While Lightning Bolt has clients with only six physicians, the average group size among clients is 15. (The company also serves multidisciplinary organizations with thousands of doctors.) The company has many competitors, and Dr. Vajracharya admits that most are cheaper. In part, that’s because Lightning Bolt offers more than a Web-based scheduling tool. An “application consultant” first works with clients to determine the group’s scheduling requirements. The company’s advanced system then devises a schedule using those requirements as parameters.

Company staff also trains each group’s scheduling administrator on how to change those parameters; once the parameters change, the system works out a revised schedule. It can take the company’s computers hours to arrive at the best scheduling permutation, and pricing is based on the number of physicians in the group.

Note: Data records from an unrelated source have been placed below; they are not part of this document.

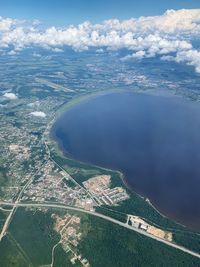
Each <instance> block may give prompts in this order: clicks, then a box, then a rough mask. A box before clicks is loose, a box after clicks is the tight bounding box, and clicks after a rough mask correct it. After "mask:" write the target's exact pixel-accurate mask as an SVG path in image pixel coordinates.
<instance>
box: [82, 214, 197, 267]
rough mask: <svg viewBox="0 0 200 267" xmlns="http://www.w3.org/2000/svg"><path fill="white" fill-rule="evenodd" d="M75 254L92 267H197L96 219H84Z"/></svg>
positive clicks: (157, 245)
mask: <svg viewBox="0 0 200 267" xmlns="http://www.w3.org/2000/svg"><path fill="white" fill-rule="evenodd" d="M82 227H83V229H85V233H84V238H83V239H82V241H81V243H80V244H79V247H78V248H79V250H80V251H81V254H82V255H84V256H85V257H86V258H87V259H88V260H89V262H90V264H91V266H93V267H102V266H104V267H123V266H126V267H129V266H130V267H133V266H143V267H150V266H153V267H155V266H160V267H161V266H162V267H165V266H166V267H169V266H170V267H184V266H185V267H193V266H194V267H197V266H200V260H199V259H196V258H195V257H192V256H190V255H187V254H186V253H182V252H180V251H178V250H175V249H173V248H170V247H168V246H166V245H164V244H160V243H159V242H156V241H154V240H152V239H150V238H147V237H144V236H142V235H139V234H137V233H135V232H133V231H129V230H128V229H124V228H122V227H120V226H118V225H114V224H112V223H110V222H107V221H104V220H102V219H100V218H96V217H89V216H85V217H84V218H83V219H82Z"/></svg>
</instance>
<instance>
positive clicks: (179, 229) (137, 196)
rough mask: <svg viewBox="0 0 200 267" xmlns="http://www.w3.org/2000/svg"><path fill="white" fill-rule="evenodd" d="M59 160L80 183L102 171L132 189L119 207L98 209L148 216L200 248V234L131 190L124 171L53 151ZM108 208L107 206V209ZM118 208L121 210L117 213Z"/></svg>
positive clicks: (77, 181)
mask: <svg viewBox="0 0 200 267" xmlns="http://www.w3.org/2000/svg"><path fill="white" fill-rule="evenodd" d="M53 158H54V159H55V161H56V162H58V164H60V165H61V166H63V168H64V169H66V171H67V172H68V173H69V174H70V175H72V177H73V178H74V179H75V180H76V181H77V182H78V183H79V184H82V183H83V181H85V180H87V179H89V178H91V177H93V176H95V175H100V174H109V175H111V177H112V179H111V186H112V187H115V186H122V187H125V188H126V190H127V191H128V194H129V196H130V198H129V199H128V200H126V201H123V202H122V203H121V204H120V205H118V206H115V207H109V209H111V210H113V211H114V212H112V211H108V210H107V208H108V207H103V209H102V208H98V211H99V212H101V213H103V214H106V215H109V216H111V217H113V218H115V219H119V220H121V221H125V217H124V215H123V214H133V215H137V216H140V217H142V218H144V219H145V220H146V221H147V222H149V223H151V224H153V225H155V226H158V227H159V228H162V229H164V230H169V231H171V232H172V233H173V237H174V240H175V241H176V242H177V243H178V244H181V245H183V246H185V247H187V248H189V249H192V250H194V251H197V252H200V235H199V234H198V233H197V232H195V231H193V230H190V229H188V228H187V227H185V226H183V225H181V224H177V223H176V222H174V221H172V220H170V219H169V218H167V217H165V216H163V215H162V214H160V213H159V212H158V211H157V210H156V209H155V208H154V207H153V206H152V205H150V204H149V202H148V201H147V200H146V199H144V198H143V197H141V196H139V195H138V194H136V193H135V192H133V191H132V190H130V189H129V188H128V187H127V185H126V184H125V183H124V181H123V177H122V174H121V173H120V172H117V171H112V170H108V169H103V168H99V167H97V166H92V165H88V164H84V163H81V162H78V161H74V160H72V159H69V158H66V157H64V156H60V155H57V154H56V153H55V154H54V155H53ZM104 208H106V209H104ZM117 212H118V214H117Z"/></svg>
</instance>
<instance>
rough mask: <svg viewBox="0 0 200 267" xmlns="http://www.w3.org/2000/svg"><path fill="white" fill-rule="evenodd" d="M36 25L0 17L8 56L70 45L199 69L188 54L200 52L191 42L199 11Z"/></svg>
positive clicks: (3, 36) (78, 50)
mask: <svg viewBox="0 0 200 267" xmlns="http://www.w3.org/2000/svg"><path fill="white" fill-rule="evenodd" d="M38 25H39V22H38V21H33V22H32V23H31V24H29V23H28V22H24V21H18V20H12V19H10V18H1V17H0V48H6V50H9V49H10V50H9V52H8V53H10V54H11V55H12V54H14V53H17V52H19V51H21V50H22V49H23V48H25V47H30V46H41V47H43V48H46V49H51V50H52V51H54V52H62V47H63V46H71V47H72V48H73V49H74V50H76V51H82V50H87V49H89V48H91V47H95V48H96V51H97V53H99V52H98V51H102V50H101V49H104V50H105V48H106V49H108V50H117V49H120V48H126V49H128V50H130V55H128V56H127V57H125V58H124V59H123V60H126V59H129V60H130V59H132V60H135V59H142V58H143V57H154V56H156V55H159V56H161V58H162V60H166V59H167V58H168V59H169V56H171V55H170V54H171V53H173V54H175V58H176V61H177V62H178V61H179V62H186V63H187V64H190V65H193V66H195V68H196V70H197V71H198V70H199V62H197V60H194V59H193V56H192V55H191V54H196V53H199V52H198V50H195V49H193V47H192V43H191V42H192V39H193V38H194V37H195V38H199V36H200V9H190V10H186V9H182V10H168V11H166V12H165V13H164V14H163V15H161V16H149V17H140V18H137V19H135V18H131V19H129V20H124V21H119V20H117V19H111V20H107V21H104V22H102V23H101V24H92V23H90V22H88V21H86V22H84V23H82V24H80V25H78V26H76V27H75V26H73V25H71V26H69V27H65V28H56V27H50V28H47V29H46V30H41V28H40V27H38ZM192 51H193V52H192ZM195 51H196V52H195ZM187 53H189V56H186V55H187ZM183 57H184V58H185V60H183Z"/></svg>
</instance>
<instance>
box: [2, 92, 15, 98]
mask: <svg viewBox="0 0 200 267" xmlns="http://www.w3.org/2000/svg"><path fill="white" fill-rule="evenodd" d="M3 96H4V97H6V98H8V99H10V100H15V99H17V96H16V94H14V93H5V94H4V95H3Z"/></svg>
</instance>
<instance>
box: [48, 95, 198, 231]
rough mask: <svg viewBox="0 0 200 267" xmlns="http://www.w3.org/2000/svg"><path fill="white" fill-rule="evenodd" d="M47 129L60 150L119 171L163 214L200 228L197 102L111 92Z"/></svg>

Dr. Vajracharya notes that the company’s director of research, Nirmal Govind, PhD, previously worked for Intel. He developed algorithms and software to figure out the most efficient schedule for Intel’s factories to use around the world for the multimillion dollar machines that manufacture computer chips.

“It’s the same problem, really,” says Dr. Vajracharya about group scheduling. “You have this very valuable resource “doctors “and you need to figure out how to best manage it.”